Transfer learning in medical image segmentation: New insights from analysis of the dynamics of model parameters and learned representations

Karimi, Davood, Simon Warfield, and Ali Gholipour. 2021. “Transfer learning in medical image segmentation: New insights from analysis of the dynamics of model parameters and learned representations”. Artif Intell Med 116: 102078.

Abstract

We present a critical assessment of the role of transfer learning in training fully convolutional networks (FCNs) for medical image segmentation. We first show that although transfer learning reduces the training time on the target task, improvements in segmentation accuracy are highly task/data-dependent. Large improvements are observed only when the segmentation task is more challenging and the target training data is smaller.

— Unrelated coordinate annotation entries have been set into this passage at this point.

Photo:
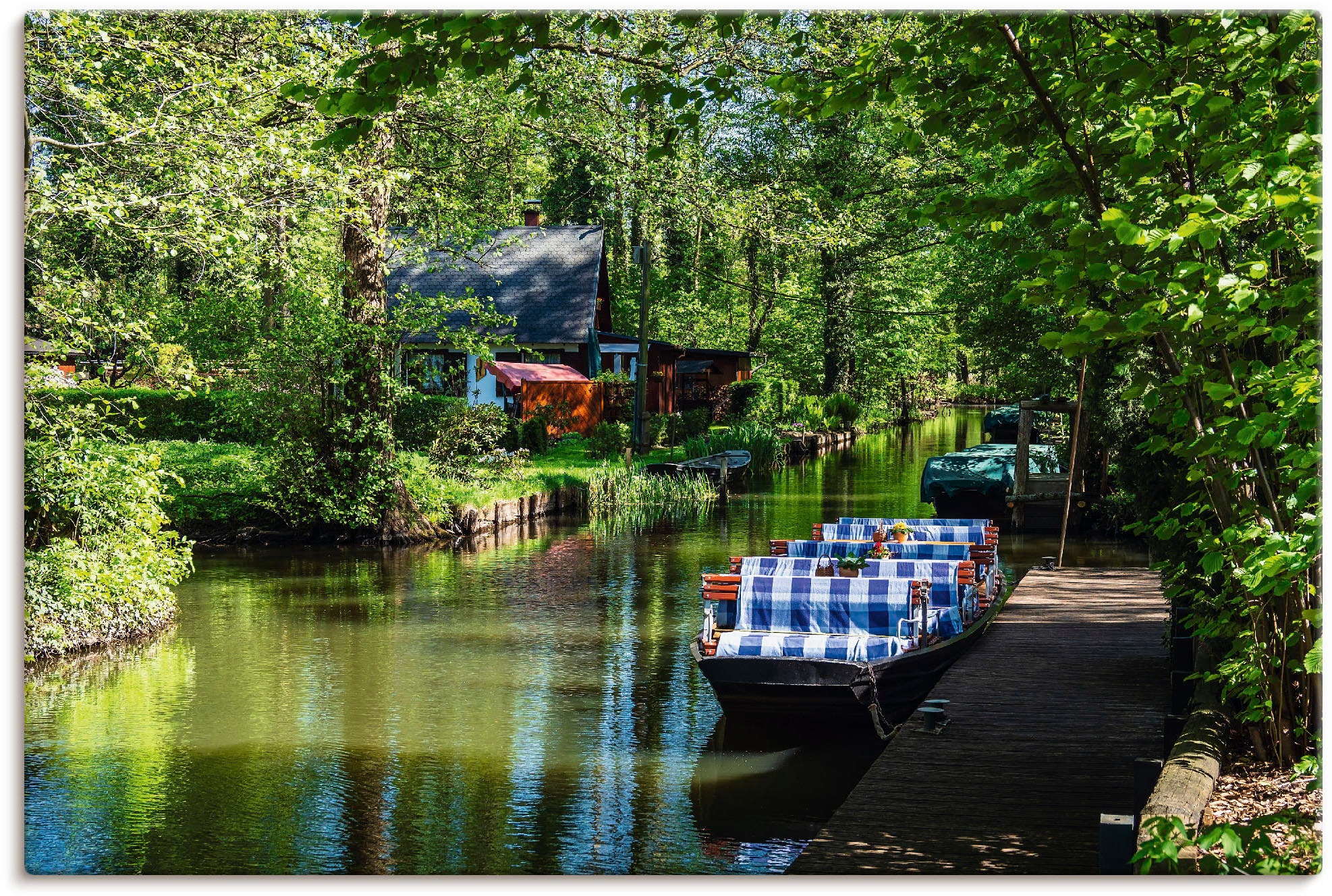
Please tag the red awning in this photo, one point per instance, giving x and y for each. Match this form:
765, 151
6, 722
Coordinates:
512, 373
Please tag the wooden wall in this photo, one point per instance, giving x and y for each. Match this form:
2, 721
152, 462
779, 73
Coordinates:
586, 401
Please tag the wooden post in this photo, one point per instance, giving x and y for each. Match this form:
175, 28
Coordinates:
1073, 462
1022, 466
1117, 845
1146, 774
642, 254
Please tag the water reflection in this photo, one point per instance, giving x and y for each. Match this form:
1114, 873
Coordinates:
522, 704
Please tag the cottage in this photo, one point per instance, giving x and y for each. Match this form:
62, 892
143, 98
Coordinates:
553, 281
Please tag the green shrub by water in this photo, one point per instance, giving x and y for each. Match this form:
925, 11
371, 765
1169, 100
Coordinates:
809, 413
608, 440
764, 399
623, 491
767, 447
99, 558
236, 414
842, 410
418, 418
468, 433
534, 435
228, 416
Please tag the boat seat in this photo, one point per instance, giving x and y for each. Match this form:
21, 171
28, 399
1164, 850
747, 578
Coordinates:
951, 581
973, 534
862, 648
830, 606
931, 521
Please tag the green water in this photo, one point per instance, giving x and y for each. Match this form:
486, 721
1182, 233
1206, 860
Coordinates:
525, 706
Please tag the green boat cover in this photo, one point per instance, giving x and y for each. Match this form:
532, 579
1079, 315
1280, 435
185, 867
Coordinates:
1003, 416
1006, 417
987, 469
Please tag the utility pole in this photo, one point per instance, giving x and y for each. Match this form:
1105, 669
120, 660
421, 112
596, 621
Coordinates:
642, 257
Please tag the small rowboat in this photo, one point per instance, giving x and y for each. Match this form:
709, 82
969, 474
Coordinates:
711, 466
782, 638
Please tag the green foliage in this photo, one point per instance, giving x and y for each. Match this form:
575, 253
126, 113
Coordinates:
625, 491
842, 410
217, 486
420, 418
1233, 848
809, 414
765, 399
469, 432
673, 429
99, 561
163, 414
767, 447
655, 428
536, 436
609, 440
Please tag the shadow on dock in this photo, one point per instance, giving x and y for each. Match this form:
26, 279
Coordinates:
1047, 712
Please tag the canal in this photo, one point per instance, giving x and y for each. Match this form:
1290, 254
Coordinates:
525, 704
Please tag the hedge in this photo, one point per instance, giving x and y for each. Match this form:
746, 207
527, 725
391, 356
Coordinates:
179, 417
765, 399
232, 416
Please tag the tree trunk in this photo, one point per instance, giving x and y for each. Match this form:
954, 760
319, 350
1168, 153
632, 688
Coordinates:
368, 393
272, 268
838, 341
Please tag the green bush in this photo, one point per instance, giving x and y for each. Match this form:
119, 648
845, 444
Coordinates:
466, 433
842, 410
767, 447
609, 440
764, 399
99, 559
690, 424
809, 413
536, 436
621, 491
420, 418
655, 429
431, 492
231, 416
238, 414
221, 485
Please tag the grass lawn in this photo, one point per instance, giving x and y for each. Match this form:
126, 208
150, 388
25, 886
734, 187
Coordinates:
563, 465
224, 484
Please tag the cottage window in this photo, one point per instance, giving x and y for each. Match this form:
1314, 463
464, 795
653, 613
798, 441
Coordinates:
439, 373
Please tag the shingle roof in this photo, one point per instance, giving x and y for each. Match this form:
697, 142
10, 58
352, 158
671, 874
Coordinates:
545, 277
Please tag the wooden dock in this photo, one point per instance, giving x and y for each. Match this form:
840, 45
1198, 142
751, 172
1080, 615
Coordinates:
1047, 715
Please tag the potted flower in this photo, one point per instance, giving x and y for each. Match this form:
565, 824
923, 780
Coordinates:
850, 566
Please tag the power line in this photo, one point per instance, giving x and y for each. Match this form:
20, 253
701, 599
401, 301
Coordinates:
843, 308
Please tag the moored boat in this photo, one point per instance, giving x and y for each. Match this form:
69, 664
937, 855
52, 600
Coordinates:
734, 462
787, 636
980, 478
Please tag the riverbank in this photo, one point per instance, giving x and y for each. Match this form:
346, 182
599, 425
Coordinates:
221, 497
521, 702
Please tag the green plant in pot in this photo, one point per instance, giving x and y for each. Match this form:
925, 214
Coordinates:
850, 566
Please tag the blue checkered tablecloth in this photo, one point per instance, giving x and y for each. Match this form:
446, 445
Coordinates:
931, 521
974, 534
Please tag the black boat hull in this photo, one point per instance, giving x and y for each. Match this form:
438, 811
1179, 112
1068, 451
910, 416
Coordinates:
830, 689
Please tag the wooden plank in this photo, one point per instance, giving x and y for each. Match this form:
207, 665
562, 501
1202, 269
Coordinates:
1049, 714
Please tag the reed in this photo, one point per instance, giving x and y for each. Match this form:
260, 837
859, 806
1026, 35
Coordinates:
767, 447
622, 491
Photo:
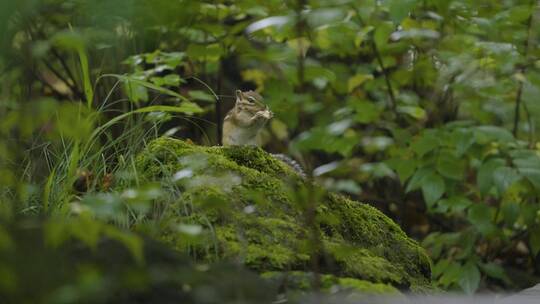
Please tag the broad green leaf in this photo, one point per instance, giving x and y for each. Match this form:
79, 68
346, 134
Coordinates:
433, 188
494, 271
413, 111
399, 9
488, 134
534, 240
484, 177
453, 204
504, 177
366, 112
451, 275
403, 167
416, 180
358, 80
425, 143
450, 166
481, 216
382, 34
463, 140
530, 168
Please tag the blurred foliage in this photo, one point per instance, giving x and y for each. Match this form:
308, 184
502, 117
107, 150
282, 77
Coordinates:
426, 109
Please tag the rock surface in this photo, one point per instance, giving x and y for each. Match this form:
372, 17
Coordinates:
254, 209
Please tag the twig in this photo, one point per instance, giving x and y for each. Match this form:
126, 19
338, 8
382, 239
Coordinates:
523, 70
386, 76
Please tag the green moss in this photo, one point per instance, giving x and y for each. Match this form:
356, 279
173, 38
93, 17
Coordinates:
299, 280
252, 203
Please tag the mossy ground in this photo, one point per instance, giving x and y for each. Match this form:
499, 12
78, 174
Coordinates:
254, 207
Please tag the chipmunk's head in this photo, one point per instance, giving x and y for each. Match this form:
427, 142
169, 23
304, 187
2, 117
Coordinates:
250, 101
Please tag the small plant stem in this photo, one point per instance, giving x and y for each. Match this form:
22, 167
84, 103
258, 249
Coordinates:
528, 43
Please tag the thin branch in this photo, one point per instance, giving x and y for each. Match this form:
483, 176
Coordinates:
393, 102
523, 70
386, 75
300, 29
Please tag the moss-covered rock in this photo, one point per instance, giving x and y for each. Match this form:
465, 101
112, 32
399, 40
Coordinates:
257, 211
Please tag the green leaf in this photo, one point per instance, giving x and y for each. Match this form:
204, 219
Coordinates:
453, 204
450, 165
530, 168
534, 240
417, 179
470, 278
494, 271
399, 9
382, 34
413, 111
484, 178
481, 216
427, 142
366, 111
403, 167
433, 188
463, 140
451, 275
504, 177
488, 134
358, 80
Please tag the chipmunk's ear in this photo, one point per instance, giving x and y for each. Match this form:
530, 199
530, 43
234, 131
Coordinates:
239, 95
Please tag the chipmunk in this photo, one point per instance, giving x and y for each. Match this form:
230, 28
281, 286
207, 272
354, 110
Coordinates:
245, 120
243, 123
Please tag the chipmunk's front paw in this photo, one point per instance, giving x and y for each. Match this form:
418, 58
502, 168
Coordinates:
266, 114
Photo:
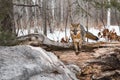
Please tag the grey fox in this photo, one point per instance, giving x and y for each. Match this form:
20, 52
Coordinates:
78, 35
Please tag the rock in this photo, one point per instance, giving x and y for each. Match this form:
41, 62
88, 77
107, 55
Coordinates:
33, 63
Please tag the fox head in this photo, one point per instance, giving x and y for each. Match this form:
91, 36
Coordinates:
75, 29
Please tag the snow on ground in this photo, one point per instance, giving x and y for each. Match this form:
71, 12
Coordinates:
57, 35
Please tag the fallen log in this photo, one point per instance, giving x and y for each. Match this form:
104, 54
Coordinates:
42, 40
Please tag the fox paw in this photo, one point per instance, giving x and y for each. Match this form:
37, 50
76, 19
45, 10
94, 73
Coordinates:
77, 52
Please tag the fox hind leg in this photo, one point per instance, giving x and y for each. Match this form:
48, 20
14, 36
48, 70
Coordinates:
80, 45
76, 47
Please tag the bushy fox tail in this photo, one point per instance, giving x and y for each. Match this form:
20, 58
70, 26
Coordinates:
91, 36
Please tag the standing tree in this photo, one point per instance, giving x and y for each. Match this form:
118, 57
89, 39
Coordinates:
7, 29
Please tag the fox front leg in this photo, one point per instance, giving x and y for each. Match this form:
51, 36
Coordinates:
76, 47
80, 45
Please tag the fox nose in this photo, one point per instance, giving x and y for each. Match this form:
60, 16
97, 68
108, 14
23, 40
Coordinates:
75, 31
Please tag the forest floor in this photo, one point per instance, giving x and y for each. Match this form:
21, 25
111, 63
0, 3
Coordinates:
89, 71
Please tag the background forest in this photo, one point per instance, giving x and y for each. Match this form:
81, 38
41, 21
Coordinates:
48, 15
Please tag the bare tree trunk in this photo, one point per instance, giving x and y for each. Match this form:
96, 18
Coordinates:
7, 28
6, 16
44, 15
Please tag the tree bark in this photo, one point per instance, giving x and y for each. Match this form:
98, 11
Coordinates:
6, 16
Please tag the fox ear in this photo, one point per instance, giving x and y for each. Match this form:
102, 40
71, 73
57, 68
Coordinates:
78, 25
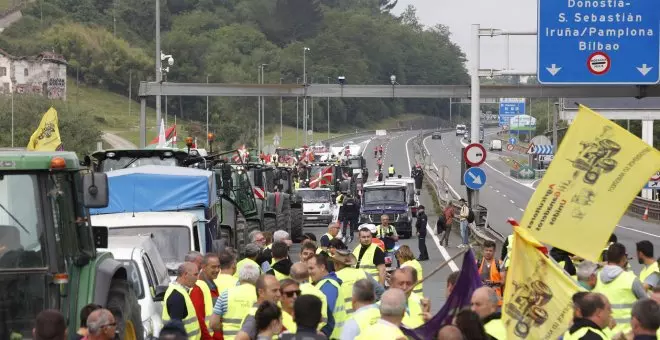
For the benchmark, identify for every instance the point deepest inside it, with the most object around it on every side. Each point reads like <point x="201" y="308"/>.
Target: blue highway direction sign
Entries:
<point x="598" y="42"/>
<point x="474" y="178"/>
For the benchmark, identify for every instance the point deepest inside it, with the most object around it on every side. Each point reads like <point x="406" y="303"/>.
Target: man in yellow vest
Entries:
<point x="177" y="304"/>
<point x="595" y="316"/>
<point x="300" y="274"/>
<point x="205" y="293"/>
<point x="622" y="288"/>
<point x="235" y="303"/>
<point x="485" y="303"/>
<point x="650" y="264"/>
<point x="281" y="264"/>
<point x="268" y="289"/>
<point x="367" y="312"/>
<point x="369" y="256"/>
<point x="392" y="310"/>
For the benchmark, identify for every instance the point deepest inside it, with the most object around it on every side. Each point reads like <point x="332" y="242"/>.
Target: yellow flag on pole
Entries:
<point x="538" y="294"/>
<point x="596" y="173"/>
<point x="47" y="136"/>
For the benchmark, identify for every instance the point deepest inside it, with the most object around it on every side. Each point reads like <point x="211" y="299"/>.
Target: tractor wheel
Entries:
<point x="296" y="224"/>
<point x="123" y="304"/>
<point x="270" y="223"/>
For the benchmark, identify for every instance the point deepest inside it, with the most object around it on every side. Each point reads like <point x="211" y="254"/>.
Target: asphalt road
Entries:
<point x="396" y="152"/>
<point x="507" y="197"/>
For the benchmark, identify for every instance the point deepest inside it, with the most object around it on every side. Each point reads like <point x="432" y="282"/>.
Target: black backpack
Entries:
<point x="470" y="216"/>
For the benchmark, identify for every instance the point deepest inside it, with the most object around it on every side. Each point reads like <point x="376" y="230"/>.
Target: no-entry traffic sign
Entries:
<point x="474" y="154"/>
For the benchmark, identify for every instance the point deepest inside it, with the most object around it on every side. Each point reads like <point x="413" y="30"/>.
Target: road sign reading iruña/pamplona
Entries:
<point x="599" y="41"/>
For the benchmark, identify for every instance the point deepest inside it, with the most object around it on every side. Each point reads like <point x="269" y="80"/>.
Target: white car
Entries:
<point x="146" y="273"/>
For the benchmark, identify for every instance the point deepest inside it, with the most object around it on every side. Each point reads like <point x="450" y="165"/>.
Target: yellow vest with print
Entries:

We shed light on these observations by investigating the impact of transfer learning on the evolution of model parameters and learned representations. We observe that convolutional filters change little during training and still look random at convergence. We further show that quite accurate FCNs can be built by freezing the encoder section of the network at random values and only training the decoder section. At least for medical image segmentation, this finding challenges the common belief that the encoder section needs to learn data/task-specific representations. We examine the evolution of FCN representations to gain a deeper insight into the effects of transfer learning on the training dynamics. Our analysis shows that although FCNs trained via transfer learning learn different representations than FCNs trained with random initialization, the variability among FCNs trained via transfer learning can be as high as that among FCNs trained with random initialization. Moreover, feature reuse is not restricted to the early encoder layers; rather, it can be more significant in deeper layers. These findings offer new insights and suggest alternative ways of training FCNs for medical image segmentation.